Russians President Vladimir Putin (R) and Moscow' Mayor Sergey Sobyanin (L) observe the exposition at the Cosmos pavillion space industry exhibiton on April 12, 2018 in Moscow, Russia. Russians marks the Cosmonaut day on April 12 in honour of first flight in space of cosmonaut Yuri Gagarin in 1961. (
Mayor Sergei Sobyanin detailed an employment plan worth $41 million in an effort to mitigate the dearth in jobs.Mikhail Svetlov/Getty Images
  • Moscow’s mayor says that 200,000 Russians in the city are likely to be without work.

  • Hundreds of Western companies have distanced themselves from Russia, creating a dearth in jobs.

  • Some global firms pledged to continue paying their local workers, though it’s unclear for how long.

Moscow’s mayor said on Monday that hundreds of thousands of city residents could lose their jobs as Western companies suspend or pull their operations from Russia.

“According to our estimates, about 200,000 people are at risk of losing their jobs,” Mayor Sergei Sobyanin wrote in an official blog post.

In the post, Sobyanin said Moscow had approved an employment support program worth 3.36 billion rubles, or roughly $41 million, that would supply temporary jobs or training to those without work.

Sobyanin wrote that around 58,000 employees are expected to benefit from the program and highlighted that Russia would provide a monthly allowance for children and loans for small and medium businesses.

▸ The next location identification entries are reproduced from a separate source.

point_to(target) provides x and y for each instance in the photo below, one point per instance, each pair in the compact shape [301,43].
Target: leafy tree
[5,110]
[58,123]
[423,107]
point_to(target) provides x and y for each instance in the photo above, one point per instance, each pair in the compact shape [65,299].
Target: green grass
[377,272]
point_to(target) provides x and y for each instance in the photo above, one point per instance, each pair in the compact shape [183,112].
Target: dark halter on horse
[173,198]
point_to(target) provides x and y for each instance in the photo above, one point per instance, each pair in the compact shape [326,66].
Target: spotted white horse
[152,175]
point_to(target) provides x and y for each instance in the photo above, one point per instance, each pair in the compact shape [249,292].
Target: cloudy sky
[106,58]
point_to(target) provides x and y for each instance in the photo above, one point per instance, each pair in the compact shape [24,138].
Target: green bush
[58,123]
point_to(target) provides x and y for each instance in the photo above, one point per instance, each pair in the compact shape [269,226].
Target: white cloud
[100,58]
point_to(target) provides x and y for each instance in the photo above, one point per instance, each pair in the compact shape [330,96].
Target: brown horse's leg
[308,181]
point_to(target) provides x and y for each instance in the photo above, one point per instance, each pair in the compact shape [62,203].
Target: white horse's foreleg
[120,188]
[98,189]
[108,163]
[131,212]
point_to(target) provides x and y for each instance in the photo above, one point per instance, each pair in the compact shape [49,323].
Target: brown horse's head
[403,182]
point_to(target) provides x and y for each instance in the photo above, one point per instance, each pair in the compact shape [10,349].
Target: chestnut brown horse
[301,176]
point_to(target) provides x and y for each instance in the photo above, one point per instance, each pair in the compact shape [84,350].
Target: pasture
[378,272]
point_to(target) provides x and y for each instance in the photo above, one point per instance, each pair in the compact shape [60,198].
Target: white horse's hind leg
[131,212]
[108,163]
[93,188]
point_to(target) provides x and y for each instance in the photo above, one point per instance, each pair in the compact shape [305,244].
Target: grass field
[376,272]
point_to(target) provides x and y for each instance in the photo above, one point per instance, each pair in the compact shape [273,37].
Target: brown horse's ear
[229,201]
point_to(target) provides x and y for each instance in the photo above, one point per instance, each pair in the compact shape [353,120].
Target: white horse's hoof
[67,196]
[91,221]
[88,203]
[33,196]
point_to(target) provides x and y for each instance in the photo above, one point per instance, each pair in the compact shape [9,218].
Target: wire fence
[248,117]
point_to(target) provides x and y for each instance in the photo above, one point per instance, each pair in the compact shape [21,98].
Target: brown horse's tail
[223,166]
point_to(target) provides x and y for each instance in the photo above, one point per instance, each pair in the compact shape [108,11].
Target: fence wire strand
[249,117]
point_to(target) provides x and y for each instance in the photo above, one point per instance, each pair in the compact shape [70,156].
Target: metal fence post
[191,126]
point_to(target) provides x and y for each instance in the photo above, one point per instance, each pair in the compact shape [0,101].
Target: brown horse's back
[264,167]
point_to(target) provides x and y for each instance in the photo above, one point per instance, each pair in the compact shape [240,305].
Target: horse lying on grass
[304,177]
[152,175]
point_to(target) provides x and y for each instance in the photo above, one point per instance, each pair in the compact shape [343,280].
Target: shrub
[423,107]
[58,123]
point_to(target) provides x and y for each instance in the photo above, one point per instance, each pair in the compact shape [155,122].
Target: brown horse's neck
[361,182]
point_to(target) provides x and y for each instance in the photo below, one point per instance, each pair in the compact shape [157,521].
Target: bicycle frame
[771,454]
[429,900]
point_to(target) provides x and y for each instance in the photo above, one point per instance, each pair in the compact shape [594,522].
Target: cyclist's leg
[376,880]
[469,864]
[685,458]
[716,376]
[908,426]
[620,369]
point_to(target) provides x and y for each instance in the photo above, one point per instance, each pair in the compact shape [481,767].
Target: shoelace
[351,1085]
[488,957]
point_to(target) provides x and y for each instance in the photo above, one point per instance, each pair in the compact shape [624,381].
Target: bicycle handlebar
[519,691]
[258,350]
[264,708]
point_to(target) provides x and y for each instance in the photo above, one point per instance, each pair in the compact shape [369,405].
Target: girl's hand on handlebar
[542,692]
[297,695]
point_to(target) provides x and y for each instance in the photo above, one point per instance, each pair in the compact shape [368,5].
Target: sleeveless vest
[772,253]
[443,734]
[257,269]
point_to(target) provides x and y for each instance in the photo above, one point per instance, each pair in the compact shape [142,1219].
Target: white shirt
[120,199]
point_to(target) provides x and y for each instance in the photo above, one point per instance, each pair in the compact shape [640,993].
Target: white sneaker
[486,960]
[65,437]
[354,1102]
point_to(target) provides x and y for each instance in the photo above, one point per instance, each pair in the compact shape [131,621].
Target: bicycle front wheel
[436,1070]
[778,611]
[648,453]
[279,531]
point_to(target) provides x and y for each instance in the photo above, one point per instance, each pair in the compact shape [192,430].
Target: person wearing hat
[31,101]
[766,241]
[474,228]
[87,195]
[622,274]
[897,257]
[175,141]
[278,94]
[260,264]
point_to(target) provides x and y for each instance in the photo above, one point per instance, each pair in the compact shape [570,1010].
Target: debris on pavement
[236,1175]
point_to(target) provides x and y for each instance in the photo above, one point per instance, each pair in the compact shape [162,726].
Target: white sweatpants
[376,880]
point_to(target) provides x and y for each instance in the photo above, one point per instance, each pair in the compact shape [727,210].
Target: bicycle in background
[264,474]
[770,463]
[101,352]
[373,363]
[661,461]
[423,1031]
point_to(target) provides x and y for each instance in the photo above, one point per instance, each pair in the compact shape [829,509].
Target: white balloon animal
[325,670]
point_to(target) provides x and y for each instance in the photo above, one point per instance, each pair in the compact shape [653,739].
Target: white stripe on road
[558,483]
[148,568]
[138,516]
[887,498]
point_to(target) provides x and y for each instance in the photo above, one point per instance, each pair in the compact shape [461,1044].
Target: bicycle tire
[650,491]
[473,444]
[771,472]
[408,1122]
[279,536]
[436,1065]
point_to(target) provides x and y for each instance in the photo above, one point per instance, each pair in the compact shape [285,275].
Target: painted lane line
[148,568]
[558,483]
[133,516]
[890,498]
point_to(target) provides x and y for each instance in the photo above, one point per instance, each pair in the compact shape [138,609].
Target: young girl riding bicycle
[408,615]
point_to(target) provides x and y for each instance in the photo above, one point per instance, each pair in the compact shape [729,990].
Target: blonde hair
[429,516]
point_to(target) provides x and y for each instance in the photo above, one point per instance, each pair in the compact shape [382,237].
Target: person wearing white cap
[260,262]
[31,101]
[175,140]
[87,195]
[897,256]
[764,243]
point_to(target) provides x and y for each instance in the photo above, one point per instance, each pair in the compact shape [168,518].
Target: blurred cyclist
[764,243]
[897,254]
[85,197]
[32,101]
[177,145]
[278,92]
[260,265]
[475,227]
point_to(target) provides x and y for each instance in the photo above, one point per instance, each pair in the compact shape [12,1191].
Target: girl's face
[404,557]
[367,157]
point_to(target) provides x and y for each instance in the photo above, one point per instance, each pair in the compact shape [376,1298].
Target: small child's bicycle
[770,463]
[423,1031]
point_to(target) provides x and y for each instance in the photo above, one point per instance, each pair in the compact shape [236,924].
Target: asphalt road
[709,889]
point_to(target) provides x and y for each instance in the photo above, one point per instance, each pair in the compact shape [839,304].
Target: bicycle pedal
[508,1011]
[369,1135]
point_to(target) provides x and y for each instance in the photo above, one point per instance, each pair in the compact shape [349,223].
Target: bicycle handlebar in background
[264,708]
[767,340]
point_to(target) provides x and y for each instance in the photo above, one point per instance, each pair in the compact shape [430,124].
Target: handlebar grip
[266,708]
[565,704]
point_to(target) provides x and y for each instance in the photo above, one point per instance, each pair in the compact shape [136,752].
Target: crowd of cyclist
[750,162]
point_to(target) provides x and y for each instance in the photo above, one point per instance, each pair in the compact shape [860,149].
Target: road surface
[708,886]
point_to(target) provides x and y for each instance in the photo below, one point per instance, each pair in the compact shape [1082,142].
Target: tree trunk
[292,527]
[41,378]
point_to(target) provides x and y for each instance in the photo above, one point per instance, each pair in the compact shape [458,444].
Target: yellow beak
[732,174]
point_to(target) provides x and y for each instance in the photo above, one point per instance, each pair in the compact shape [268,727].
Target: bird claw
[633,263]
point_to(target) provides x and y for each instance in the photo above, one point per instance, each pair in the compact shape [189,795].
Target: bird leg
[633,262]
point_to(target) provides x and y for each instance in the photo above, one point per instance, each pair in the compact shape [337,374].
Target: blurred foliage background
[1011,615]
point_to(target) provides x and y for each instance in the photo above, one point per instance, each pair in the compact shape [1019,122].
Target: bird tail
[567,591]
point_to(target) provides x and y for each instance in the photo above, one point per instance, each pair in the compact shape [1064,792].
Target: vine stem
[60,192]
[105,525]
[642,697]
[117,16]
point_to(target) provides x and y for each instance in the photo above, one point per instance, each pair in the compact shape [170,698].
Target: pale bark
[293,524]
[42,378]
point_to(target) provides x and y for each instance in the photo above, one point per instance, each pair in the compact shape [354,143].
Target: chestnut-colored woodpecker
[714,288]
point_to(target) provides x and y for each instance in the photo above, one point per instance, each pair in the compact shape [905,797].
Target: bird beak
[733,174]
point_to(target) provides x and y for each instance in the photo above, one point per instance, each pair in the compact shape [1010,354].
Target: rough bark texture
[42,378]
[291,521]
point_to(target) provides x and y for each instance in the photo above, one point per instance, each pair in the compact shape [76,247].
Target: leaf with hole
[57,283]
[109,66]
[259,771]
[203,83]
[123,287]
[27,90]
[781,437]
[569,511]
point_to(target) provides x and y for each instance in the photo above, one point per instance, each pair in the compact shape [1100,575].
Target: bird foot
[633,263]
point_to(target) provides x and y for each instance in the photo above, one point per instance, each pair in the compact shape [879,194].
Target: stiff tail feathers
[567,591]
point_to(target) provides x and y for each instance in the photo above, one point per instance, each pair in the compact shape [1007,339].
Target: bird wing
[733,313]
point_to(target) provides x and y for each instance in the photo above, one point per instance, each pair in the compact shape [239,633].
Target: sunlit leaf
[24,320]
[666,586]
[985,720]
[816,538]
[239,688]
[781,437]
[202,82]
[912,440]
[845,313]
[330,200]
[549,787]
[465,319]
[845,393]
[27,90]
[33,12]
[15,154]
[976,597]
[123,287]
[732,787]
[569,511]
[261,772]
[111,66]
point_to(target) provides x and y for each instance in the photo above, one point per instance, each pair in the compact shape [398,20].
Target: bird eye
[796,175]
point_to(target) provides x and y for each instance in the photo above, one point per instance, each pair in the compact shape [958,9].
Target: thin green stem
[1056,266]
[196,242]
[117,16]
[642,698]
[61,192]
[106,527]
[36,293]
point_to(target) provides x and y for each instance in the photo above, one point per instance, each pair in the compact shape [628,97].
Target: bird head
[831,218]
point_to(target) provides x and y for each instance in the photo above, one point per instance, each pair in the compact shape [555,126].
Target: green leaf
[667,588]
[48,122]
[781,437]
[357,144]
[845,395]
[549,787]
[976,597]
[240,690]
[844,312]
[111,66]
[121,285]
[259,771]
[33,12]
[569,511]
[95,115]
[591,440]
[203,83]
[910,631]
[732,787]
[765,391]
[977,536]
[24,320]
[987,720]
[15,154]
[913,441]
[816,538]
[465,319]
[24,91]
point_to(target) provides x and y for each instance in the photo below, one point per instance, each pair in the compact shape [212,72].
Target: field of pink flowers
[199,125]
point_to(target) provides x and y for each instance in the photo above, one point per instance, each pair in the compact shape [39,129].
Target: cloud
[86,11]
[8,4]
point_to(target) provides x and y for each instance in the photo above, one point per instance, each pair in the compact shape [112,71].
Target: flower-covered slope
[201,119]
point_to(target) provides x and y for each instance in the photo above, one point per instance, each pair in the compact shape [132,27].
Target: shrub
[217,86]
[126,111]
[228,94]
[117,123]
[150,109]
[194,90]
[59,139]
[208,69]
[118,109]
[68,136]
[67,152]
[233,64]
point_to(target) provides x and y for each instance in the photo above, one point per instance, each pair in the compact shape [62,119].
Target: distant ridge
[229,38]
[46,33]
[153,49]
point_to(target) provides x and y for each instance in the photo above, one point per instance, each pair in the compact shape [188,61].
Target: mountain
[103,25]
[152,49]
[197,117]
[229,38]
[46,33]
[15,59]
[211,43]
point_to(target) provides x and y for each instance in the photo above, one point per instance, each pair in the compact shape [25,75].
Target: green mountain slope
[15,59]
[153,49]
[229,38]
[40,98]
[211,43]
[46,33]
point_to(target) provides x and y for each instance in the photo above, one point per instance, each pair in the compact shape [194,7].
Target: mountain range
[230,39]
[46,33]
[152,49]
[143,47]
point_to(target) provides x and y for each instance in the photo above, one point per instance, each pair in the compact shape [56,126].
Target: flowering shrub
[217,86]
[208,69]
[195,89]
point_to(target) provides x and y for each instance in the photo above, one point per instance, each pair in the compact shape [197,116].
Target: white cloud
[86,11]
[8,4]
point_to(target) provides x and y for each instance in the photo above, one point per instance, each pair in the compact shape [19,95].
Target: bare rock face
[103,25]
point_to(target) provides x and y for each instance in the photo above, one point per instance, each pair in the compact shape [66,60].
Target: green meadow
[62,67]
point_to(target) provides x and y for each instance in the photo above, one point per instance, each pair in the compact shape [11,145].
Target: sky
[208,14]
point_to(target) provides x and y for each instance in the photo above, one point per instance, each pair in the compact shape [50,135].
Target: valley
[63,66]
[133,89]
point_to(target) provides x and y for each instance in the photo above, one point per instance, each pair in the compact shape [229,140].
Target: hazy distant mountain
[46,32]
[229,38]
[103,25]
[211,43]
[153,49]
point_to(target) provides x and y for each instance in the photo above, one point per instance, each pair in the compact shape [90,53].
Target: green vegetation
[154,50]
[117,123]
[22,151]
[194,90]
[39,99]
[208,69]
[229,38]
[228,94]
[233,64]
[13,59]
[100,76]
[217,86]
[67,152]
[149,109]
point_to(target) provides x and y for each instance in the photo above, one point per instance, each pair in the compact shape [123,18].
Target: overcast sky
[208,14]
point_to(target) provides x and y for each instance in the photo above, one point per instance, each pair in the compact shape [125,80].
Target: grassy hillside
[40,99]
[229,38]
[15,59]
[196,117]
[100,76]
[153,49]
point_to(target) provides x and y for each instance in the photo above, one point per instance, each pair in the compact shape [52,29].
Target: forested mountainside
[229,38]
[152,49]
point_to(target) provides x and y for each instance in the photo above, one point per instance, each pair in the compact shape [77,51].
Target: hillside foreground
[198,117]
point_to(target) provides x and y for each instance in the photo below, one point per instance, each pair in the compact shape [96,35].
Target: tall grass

Sobyanin’s comments come as Russian President Vladimir Putin continues to deny Western sanctions have impacted Russia’s economy.

“We can now confidently say that such policy (of sanctions) towards Russia has failed,” he said on Monday. “The economic blitzkrieg strategy didn’t work. Moreover, the initiators themselves couldn’t get away with the sanctions.”

More than 750 companies have publicly announced that they would cut operations in Russia to some degree since the invasion of Ukraine began, according to the Yale School of Management.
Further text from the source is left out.